The original exercise is:
Which of the following is the solution set to \(\displaystyle \Big\lvert\, x\, -\, 5\, \Big\rvert \, < \, -1\)
?
F. the interval (4, 6)
G. the interval (-infinity, 4)
H. the interval (6, +infinity)
J. the intervals (-infinity, 4) and (6, +infinity)
K. the empty set
I tried to add 5 to both sides to get... x<4.
This would have resulted in the following new inequality:
. . . . .\(\displaystyle \Big\lvert\, x\, -\, 5\, \Big\rvert \, +\, 5\, <\, 4\)
How did you get from this to "x < 4"?
But that isn't correct because x = 3 doesn't work; it's untrue that 2<-1.
Does this not work because it's an inequality?
What is the "this" that "does...not work"?
To find the solution, it seems like you just have to use trial and error. Is that the only method of finding the solution?

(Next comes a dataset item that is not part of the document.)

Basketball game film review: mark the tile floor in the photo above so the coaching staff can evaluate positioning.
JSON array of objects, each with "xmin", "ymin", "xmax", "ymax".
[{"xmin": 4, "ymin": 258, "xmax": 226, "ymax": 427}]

No; whatever method they explained in the textbook should work. For further explanation of how to solve absolute-value inequalities, try
here. (If you're not familiar with how to solve absolute-value equations, you might want to start with lessons on that first.)
Please study at least two lessons from the list. Once you've learned the basic terms and techniques, please return to this exercise. You'll then understand why the first step has to be the removal of the absolute-value bars. Only then does adding things to either side (well, all three sides, at that point) do any good.